There is no immediate likelihood of such a ban being introduced in Australia but there has been an increasing tightening of checks on people from some countries. Prime Minister Malcolm Turnbull has stated that Australia has a non-discriminatory immigration policy but he has refused to denounce the Trump travel ban. He said that it is a matter for the US and not his job to comment.
The One Nation political party in Australia has called for a ban on Muslim immigration. But there does not seem to be a big move in favour of such an outcome. Last September a Mapping Social Cohesion report that tracks attitudes on issues including immigration, multiculturalism, discrimination and politics, suggested those born abroad may be experiencing more negativity.
The report also found that reports of discrimination have risen sharply to the highest level recorded since the Scanlon Foundation began the study nine years ago and one in five non-Anglo Australians born abroad reported discrimination in 2016 and a third felt they were being denied jobs or promotion because of their background.
However, the study challenged the view that a negative attitudes toward Muslims is increasing. It found that there has been no significant shift in negative opinion towards Muslims which remains in the range of 22% to 25%.

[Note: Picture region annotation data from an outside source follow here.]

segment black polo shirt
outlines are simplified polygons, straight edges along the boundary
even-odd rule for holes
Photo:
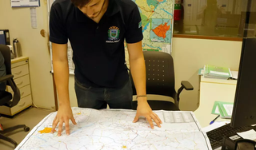
[[[109,0],[99,23],[87,18],[70,0],[56,0],[50,15],[50,41],[73,49],[76,79],[87,86],[121,88],[129,76],[124,40],[142,40],[141,18],[131,0]]]

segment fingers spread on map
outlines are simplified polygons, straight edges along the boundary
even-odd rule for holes
[[[161,119],[159,118],[159,116],[156,113],[153,112],[153,115],[155,116],[158,118],[158,120],[160,122],[160,124],[162,124]]]
[[[160,121],[161,121],[161,120],[158,120],[158,118],[154,116],[154,112],[151,113],[150,117],[151,117],[151,118],[153,119],[153,120],[157,124],[157,125],[158,125],[159,128],[161,128],[161,125],[160,125],[160,124],[161,124]]]

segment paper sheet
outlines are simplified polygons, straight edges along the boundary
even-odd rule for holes
[[[254,129],[243,132],[238,132],[238,135],[239,135],[241,137],[244,139],[249,139],[251,140],[256,140],[256,132]]]

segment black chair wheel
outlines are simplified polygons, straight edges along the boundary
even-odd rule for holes
[[[30,131],[30,127],[26,127],[26,126],[24,127],[24,131],[25,132],[28,132],[28,131]]]

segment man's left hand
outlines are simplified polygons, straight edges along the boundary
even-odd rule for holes
[[[162,124],[162,120],[158,116],[152,111],[150,106],[147,103],[146,97],[140,97],[140,99],[138,100],[137,113],[133,122],[137,122],[138,120],[138,117],[142,116],[146,117],[152,129],[154,129],[152,120],[159,128],[161,127],[160,124]]]

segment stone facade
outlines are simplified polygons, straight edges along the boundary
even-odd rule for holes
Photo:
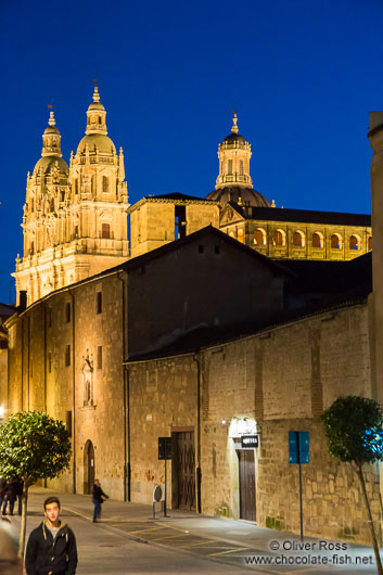
[[[156,437],[194,430],[195,468],[202,473],[196,500],[204,513],[238,519],[241,432],[234,423],[247,419],[259,434],[258,524],[298,533],[298,471],[289,463],[289,431],[309,431],[310,462],[303,467],[305,534],[369,541],[358,478],[329,456],[318,419],[339,395],[371,395],[367,304],[196,354],[132,361],[128,370],[133,501],[150,502],[153,486],[164,482]],[[168,493],[177,507],[175,464]],[[367,475],[378,522],[374,468]]]
[[[218,146],[214,192],[150,195],[129,208],[132,257],[209,225],[273,259],[347,261],[371,251],[370,216],[277,208],[254,190],[251,145],[237,122],[234,114],[232,132]]]
[[[105,117],[95,88],[86,136],[68,167],[51,112],[41,158],[27,177],[24,256],[17,256],[14,273],[17,303],[21,291],[30,305],[129,256],[124,154],[107,137]]]

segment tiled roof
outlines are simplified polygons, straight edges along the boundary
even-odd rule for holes
[[[346,214],[341,212],[315,212],[312,209],[290,209],[283,207],[252,207],[229,202],[245,219],[259,221],[292,221],[332,226],[371,226],[369,214]]]

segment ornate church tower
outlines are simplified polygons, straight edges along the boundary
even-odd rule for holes
[[[270,202],[253,189],[250,176],[252,146],[239,133],[235,112],[232,122],[231,133],[218,145],[219,174],[216,189],[206,199],[270,207]]]
[[[107,137],[106,112],[94,88],[86,136],[71,167],[62,158],[53,112],[43,132],[41,158],[27,177],[24,205],[24,257],[17,256],[17,303],[27,292],[30,305],[129,257],[128,192],[124,155]]]

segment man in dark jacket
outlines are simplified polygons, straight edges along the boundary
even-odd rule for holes
[[[48,497],[43,509],[47,520],[30,533],[28,539],[25,554],[27,575],[75,575],[76,538],[59,519],[59,499]]]
[[[103,497],[108,499],[107,495],[101,489],[100,480],[94,480],[94,485],[92,488],[92,503],[94,506],[93,523],[97,523],[97,520],[101,518],[101,503],[104,502]]]

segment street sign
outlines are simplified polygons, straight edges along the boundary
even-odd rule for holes
[[[171,437],[158,437],[158,459],[171,459]]]
[[[289,463],[309,463],[309,432],[289,432]]]
[[[241,447],[242,449],[252,449],[258,447],[258,436],[257,435],[242,435],[241,436]]]

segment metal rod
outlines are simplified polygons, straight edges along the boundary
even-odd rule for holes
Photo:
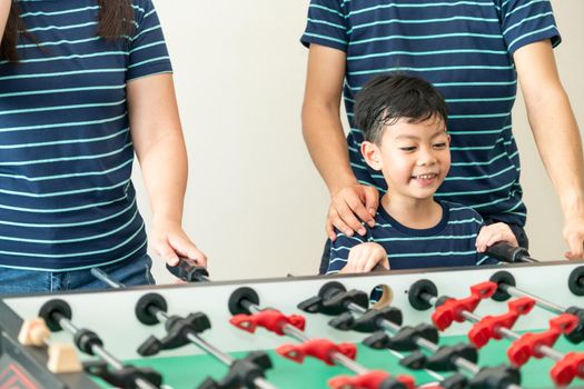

Support for multiculturalism has also remained high with 83% saying that multiculturalism has been good for Australia. ‘There is a positive view of multiculturalism. Most people see multiculturalism as a two-way process of change, involving adaptation from Australian born and migrants,’ said report author, Professor Andrew Markus of Monash University.
Although the study did not ask specifically about Muslim immigration it did look at sentiment and a quarter of those surveyed said they had negative feelings towards Muslims, while 14.1% had ‘strong’ negative feelings, up from 11.3%. Just over 30% had positive or strongly positive feelings and about 40% were indifferent.